2. **Image rewrite** — the main worker. Downsamples and re-encodes the oversized
   embedded images, binary-searching JPEG quality and DPI until it hits the
   target. Text, forms and vector graphics are left intact.
3. **Raster fallback** — off unless you pass `--allow-rasterize`. Flattens each
   page to an image and rebuilds the PDF. It'll hit almost any size, but you lose
   selectable text, form fields and signatures, so it's a last resort.

## Demo

The animation at the top (`docs/demo.gif`) is generated from a real slimpdf run
on a synthetic file — regenerate it any time with:

```bash
uv run python docs/make_demo.py     # writes docs/demo.gif
```

(A [VHS](https://github.com/charmbracelet/vhs) tape, `docs/demo.tape`, is also
included if you prefer recording a live terminal.)

## Notes

**It really is offline.** slimpdf makes no network calls and writes nothing
outside the paths you give it. Safe to run on documents you wouldn't upload.

**What if it can't hit the target?** It returns the smallest valid result it
found and reports `target_achieved: false` (CLI exit code `2`). It never ships a
file larger than the input unless you pass `--force-output`.

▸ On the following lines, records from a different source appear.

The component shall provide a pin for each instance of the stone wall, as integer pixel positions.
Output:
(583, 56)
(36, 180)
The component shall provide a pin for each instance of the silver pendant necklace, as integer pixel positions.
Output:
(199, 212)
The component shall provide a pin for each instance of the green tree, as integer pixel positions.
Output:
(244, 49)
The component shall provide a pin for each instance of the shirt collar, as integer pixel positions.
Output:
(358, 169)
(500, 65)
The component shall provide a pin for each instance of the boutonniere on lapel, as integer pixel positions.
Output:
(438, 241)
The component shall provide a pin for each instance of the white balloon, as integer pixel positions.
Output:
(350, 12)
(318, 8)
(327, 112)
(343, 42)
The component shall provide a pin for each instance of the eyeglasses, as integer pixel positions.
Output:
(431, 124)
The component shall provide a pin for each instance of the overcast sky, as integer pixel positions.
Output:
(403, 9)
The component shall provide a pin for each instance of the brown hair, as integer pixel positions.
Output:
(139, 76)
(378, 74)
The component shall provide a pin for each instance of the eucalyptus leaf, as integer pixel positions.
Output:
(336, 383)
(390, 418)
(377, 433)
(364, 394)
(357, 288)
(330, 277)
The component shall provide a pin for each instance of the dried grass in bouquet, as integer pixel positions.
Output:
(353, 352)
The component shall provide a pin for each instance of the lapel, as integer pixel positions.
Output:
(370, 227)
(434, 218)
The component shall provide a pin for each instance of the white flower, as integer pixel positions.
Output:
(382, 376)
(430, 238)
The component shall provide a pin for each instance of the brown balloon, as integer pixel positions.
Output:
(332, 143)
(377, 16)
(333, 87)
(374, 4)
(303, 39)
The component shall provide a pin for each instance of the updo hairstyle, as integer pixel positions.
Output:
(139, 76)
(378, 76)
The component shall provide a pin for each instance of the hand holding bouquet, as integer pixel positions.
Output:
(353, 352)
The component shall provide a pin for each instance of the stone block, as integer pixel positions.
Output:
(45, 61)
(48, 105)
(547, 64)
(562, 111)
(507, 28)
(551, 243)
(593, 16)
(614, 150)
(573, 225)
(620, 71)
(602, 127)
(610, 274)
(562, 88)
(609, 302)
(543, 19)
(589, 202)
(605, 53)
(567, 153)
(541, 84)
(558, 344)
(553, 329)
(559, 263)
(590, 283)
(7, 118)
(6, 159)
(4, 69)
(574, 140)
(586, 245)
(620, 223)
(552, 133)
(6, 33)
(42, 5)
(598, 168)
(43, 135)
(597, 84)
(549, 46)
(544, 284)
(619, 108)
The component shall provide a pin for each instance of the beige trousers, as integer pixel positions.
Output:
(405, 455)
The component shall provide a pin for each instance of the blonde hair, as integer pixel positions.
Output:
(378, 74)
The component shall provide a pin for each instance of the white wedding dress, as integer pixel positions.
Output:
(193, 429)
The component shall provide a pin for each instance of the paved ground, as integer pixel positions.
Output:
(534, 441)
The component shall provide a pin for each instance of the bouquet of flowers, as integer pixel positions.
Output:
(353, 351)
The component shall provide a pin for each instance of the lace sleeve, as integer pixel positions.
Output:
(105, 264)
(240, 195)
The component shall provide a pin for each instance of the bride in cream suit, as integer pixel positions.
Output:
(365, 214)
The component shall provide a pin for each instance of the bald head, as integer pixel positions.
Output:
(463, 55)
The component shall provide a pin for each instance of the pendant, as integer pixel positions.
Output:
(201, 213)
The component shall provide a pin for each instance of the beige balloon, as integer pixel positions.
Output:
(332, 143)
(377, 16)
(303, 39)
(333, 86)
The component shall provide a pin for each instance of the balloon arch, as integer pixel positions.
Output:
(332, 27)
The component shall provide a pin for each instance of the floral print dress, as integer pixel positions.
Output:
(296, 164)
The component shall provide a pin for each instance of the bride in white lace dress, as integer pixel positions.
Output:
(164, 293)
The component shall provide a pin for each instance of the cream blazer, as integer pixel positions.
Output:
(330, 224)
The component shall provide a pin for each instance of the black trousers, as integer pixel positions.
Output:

**Scanned PDFs with no text layer** compress on image content alone; there's
nothing to preserve text-wise, so they tend to shrink the most.

## Licensing

slimpdf is **MIT**. All runtime dependencies are permissive (no copyleft):

| dependency  | license       | role                        |
|-------------|---------------|-----------------------------|
| `pikepdf`   | MPL-2.0       | parsing + structural rewrite (bundles qpdf, Apache-2.0) |
| `pypdfium2` | BSD-3/Apache  | page rendering (bundles PDFium, BSD-3) |
| `Pillow`    | MIT-CMU (HPND)| image encode/decode         |

So you can use it inside a proprietary product without copyleft obligations.
PyMuPDF and Ghostscript would both have been easier in places, but they're AGPL,
which is the whole reason they're not here.

## Status

Alpha — works well on the documents I've thrown at it, but it hasn't seen the
long tail yet. Two things to know: any rewrite invalidates a PDF's digital
signature (that's unavoidable when you change the bytes), and a few unusual image
filters/colorspaces are skipped with a warning rather than risk producing a
broken file. Bug reports with a sample PDF are very welcome.